Finding Big Data Treasure in the Cloud
Heading into 2014, one of the big data trends that will intensify is the transition toward end-to-end data analytic services hosted in the cloud. One of the promising big data cloud services is Treasure Data, a Silicon Valley company that offers an interesting mix of MapReduce, columnar databases, and intelligent agent technology that’s aimed at helping clients get a quick return on their big data investments.
Treasure Data was launched two years ago by former Red Hat engineer Hiro Yoshikawa and Kaz Ohta, who helped implement one of the largest Hadoop clusters in Japan. Ohta was amazed with Hadoop’s capabilities, but not so thrilled about the level of technical complexity it entailed, says Rich Ghiossi, vice president of marketing for the company.
“He came out of that experience thinking this is really cool technology, but there are things that we can do differently,” Ghiossi says. “He said, ‘Let’s take all the difficulty away. Let’s not have to hire an army of people who know MapReduce or an army of people who know how to deploy a particular distribution on this particular hardware subset. Let’s make that all transparent to the user.'”
CTO Ohta and CEO Yoshikawa have strived to do that with Treasure Data.

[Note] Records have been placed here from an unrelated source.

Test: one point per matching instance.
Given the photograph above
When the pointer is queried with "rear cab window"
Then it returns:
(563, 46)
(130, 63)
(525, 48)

The offering runs on Amazon’s cloud, and combines a the MapReduce component of Cloudera’s CDH with Plazma, its own multi-tenant columnar database, which it uses instead of HDFS. Treasure Data also developed its own intelligent agent technology, called Treasure Agents, which pre-process and transform data before it’s loaded into the database for analysis.
“Our approach is to streamline that whole data pipeline, from data acquisition to storage to analysis,” Ghiossi says. “We do it in a relatively easy process, and start delivering value within days.” It typically takes at least 14 days for companies to can start getting meaningful data out of their Treasure-hosted Hadoop cluster, the company says.
As we reported in August, Treasure Data’s approach was validated with $5 million in Series A venture capital funding earlier this year. Since launching the service in 2012, the company has attracted more than 90 customers, and is now storing 2PB of data for its customers. That corresponds to about 2 trillion rows of data, an amount that doubled in the past eight weeks, Ghiossi says.
Today, Treasure Data announced a partnership with big data darling Tableau Software that will see Tableau’s popular data visualization software integrated into Treasure’s service. The company’s had joint customers in the past, but the new partnership will undoubtedly bring Tableau’s brand of hands-on visualization to more Treasure customers.
Customers are free to access their Treasure data in any way they want, but most use either a BI tool like Tableau’s or get to it through SQL, HiveQL, Pig, or MapReduce. As customers’ data builds up in Treasure, it can become more difficult to track it. So last month, the company unveiled a low-end visualization tool called Treasure Viewer that makes it easier for users to get a quick glimpse of their data. It also unveiled the Treasure Query Accelerator, which is a version of Cloudera Impala that was customized to work with its columnar database. The Treasure Query Accelerator can boost query performance by anywhere from 6 to 60x, Ghiossi says.
Treasure Data has customers in a variety of industries, including several Fortune 500 firms. But so far it’s found its best traction in in the online gaming and advertising spaces. One particular online gaming firm continuously feeds its Treasure Data environment with information about its players, including what customers are playing games, how long they’ve been playing, and at what stage of the game they’re in. The Treasure Data service sucks all this data in, and updates models about the players, which the company uses to help it sell ads.
Treasure Data keeps this company’s model updated every two minutes or so, which is as close to “real time” as the customer needs it. “As long as get that data in a couple minutes they can keep those models pretty much real time,” Ghiossi says. “What they’re looking for is to make sure those models are good, and that the models are dynamics, and that’s what we’re feeding.”
This type of use case–keeping large data model continuously fed with the latest sensor or machine data streaming in from the environment—will undoubtedly become more common as organizations move their Hadoop clusters from development into production. Depending on the industry, there will be different ways that an organization can monetize the vast amount of sensor and machine data and clickstream data. Building an IT infrastructure to do this sort of thing is no easy task, which is why Treasure Data senses such a promising market opportunity is about to unfold.
“There are a lot of technologies that can deal with big data. Even traditional database environments can deal with big data,” Ghiossi says. “But the part about big data that deals with sensor or log data or clickstream type data, and getting that into a service or on premise, is not an easy task. Being able to do that and provide value to the customer in a matter of days is a significant asset.”